One of the major issues studied in finance that has always intrigued, both scholars and practitioners, and to which no unified theory has yet been discovered, is the reason why prices move over time. Since there are several well-known traditional techniques in the literature to measure stock market volatility, a central point in this debate that constitutes the actual scope of this paper is to compare this common approach in which we discuss such popular techniques as the standard deviation and an innovative methodology based on Econophysics. In our study, we use the concept of Tsallis entropy to capture the nature of volatility. More precisely, what we want to find out is if Tsallis entropy is able to detect volatility in stock market indexes and to compare its values with the ones obtained from the standard deviation. Also, we shall mention that one of the advantages of this new methodology is its ability to capture nonlinear dynamics. For our purpose, we shall basically focus on the behaviour of stock market indexes and consider the CAC 40, MIB 30, NIKKEI 225, PSI 20, IBEX 35, FTSE 100 and SP 500 for a comparative analysis between the approaches mentioned above.
Long memory and volatility clustering are two stylized facts frequently related to financial markets. Traditionally, these phenomena have been studied based on conditionally heteroscedastic models like ARCH, GARCH, IGARCH and FIGARCH, inter alia.
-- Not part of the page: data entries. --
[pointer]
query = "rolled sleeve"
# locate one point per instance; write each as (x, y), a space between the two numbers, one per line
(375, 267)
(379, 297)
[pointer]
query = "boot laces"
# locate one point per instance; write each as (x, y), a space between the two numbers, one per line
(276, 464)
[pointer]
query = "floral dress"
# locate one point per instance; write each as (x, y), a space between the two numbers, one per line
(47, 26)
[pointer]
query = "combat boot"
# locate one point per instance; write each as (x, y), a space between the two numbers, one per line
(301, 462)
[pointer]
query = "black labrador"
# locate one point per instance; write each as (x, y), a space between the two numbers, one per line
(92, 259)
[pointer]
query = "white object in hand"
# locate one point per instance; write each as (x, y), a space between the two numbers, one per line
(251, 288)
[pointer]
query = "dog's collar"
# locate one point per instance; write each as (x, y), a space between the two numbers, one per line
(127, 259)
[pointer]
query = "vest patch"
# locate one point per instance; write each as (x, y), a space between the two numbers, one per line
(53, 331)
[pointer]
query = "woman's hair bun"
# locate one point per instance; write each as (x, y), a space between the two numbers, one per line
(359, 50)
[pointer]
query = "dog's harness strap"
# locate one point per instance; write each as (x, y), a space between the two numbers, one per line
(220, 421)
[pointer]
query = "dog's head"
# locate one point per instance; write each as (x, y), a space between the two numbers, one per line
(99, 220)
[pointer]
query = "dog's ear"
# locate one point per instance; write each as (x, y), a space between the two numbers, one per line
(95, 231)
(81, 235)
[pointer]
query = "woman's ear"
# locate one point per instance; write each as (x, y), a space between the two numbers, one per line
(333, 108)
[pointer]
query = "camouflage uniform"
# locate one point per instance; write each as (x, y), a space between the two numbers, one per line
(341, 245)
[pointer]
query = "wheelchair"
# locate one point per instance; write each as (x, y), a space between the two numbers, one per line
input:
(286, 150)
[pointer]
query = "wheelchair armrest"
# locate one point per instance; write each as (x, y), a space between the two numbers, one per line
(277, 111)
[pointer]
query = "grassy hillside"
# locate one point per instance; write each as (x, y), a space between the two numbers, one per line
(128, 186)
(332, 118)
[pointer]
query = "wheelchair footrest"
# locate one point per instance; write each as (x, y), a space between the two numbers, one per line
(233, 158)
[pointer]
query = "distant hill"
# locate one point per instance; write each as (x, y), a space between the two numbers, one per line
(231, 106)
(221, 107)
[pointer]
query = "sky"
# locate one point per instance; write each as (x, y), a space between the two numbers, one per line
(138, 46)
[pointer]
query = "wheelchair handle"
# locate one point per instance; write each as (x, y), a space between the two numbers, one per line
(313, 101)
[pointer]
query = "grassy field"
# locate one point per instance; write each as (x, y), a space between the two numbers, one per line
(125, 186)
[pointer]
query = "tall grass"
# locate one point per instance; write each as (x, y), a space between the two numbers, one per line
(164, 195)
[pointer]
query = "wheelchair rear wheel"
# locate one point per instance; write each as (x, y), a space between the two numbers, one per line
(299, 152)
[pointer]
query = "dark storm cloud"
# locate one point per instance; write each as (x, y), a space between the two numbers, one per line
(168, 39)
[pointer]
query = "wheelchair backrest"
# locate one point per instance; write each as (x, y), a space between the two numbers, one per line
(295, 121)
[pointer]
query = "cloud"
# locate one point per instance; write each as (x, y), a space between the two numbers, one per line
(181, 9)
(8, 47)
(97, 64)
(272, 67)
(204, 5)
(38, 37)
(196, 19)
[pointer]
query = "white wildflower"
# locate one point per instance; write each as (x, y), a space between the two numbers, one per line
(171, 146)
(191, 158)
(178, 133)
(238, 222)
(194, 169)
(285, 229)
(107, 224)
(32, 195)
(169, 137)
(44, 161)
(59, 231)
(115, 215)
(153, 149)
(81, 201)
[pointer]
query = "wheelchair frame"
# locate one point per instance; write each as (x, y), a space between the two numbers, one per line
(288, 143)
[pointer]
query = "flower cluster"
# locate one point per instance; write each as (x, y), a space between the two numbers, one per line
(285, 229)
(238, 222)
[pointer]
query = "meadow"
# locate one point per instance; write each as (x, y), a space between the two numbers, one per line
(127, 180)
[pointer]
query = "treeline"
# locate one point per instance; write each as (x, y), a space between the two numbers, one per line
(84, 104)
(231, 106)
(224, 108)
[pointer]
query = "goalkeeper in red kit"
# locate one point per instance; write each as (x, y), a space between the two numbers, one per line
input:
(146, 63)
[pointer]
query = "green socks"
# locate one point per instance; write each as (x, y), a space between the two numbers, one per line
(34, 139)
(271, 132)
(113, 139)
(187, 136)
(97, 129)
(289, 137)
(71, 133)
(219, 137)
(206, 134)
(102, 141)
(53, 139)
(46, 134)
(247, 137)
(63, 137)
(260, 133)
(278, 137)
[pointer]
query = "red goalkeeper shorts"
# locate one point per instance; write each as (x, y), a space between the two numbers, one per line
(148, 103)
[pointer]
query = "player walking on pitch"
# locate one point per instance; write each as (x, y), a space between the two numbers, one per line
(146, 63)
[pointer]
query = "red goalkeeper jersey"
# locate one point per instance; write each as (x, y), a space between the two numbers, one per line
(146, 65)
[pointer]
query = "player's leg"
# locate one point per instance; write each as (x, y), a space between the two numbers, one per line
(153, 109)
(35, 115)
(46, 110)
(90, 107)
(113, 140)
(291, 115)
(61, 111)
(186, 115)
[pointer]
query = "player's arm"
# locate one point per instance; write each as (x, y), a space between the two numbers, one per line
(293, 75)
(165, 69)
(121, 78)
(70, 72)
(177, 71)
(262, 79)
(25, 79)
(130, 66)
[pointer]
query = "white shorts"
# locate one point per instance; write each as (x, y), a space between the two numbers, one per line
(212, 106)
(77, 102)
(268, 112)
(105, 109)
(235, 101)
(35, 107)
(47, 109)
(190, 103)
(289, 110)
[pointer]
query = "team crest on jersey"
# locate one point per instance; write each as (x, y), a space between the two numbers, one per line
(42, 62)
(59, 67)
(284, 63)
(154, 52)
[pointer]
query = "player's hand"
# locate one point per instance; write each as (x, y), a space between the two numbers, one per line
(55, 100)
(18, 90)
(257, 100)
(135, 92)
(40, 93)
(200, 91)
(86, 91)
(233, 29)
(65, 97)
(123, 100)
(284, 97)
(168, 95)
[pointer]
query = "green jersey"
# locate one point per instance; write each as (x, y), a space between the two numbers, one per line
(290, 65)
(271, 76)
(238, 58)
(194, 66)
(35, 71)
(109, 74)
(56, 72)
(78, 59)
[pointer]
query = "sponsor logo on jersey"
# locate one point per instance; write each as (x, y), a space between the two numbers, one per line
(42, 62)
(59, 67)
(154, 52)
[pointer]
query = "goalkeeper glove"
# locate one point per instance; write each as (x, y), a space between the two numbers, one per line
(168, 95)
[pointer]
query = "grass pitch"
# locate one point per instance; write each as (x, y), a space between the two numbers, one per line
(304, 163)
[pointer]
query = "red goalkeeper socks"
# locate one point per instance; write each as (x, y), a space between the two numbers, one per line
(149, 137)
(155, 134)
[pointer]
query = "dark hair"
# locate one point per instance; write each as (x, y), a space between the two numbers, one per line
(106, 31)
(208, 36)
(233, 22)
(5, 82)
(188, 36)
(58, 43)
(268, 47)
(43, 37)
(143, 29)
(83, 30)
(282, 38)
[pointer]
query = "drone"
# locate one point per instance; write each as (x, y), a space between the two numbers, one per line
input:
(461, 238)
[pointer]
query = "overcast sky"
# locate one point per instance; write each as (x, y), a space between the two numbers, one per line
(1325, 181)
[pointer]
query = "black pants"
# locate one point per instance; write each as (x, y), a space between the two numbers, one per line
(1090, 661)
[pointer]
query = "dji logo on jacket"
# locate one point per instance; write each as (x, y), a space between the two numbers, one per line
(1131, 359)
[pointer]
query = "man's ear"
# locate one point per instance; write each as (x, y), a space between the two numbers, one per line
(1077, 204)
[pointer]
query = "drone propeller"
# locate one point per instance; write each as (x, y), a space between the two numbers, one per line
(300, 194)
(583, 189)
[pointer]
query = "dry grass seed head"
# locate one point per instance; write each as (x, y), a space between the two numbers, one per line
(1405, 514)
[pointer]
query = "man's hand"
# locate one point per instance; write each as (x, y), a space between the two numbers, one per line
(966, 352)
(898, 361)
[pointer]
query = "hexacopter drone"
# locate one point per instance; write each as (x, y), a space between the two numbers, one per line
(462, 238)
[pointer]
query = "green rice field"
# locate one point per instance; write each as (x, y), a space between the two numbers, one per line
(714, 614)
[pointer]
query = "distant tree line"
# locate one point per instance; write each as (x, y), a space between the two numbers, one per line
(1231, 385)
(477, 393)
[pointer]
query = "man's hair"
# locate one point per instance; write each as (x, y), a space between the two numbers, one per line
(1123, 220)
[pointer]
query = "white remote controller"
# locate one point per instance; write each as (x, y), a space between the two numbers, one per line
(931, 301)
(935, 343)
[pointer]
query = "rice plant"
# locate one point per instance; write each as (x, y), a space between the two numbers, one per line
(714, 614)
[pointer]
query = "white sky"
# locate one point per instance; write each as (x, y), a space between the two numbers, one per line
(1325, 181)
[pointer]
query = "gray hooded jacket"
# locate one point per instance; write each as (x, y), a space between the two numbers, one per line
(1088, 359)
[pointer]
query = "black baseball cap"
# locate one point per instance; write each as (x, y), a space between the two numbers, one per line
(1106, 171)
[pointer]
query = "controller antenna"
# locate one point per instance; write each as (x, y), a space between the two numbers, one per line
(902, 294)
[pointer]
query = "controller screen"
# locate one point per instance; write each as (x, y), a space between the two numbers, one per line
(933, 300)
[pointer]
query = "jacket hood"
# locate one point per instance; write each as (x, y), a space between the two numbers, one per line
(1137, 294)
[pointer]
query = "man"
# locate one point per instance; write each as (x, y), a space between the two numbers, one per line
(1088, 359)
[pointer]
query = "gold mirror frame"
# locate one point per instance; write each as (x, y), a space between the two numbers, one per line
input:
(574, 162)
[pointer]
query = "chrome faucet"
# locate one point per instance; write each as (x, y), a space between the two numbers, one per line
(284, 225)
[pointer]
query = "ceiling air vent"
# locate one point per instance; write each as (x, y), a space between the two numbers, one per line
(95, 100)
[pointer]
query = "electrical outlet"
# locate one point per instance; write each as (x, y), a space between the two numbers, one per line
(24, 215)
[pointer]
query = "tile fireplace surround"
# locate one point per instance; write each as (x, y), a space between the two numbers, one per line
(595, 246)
One advantage of these models is their ability to capture nonlinear dynamics. Another interesting manner to study the volatility phenomena is by using measures based on the concept of entropy. In this paper we investigate the long memory and volatility clustering for the SP 500, NASDAQ 100 and Stoxx 50 indexes in order to compare the US and European Markets. Additionally, we compare the results from conditionally heteroscedastic models with those from the entropy measures. In the latter, we examine Shannon entropy, Renyi entropy and Tsallis entropy. The results corroborate the previous evidence of nonlinear dynamics in the time series considered.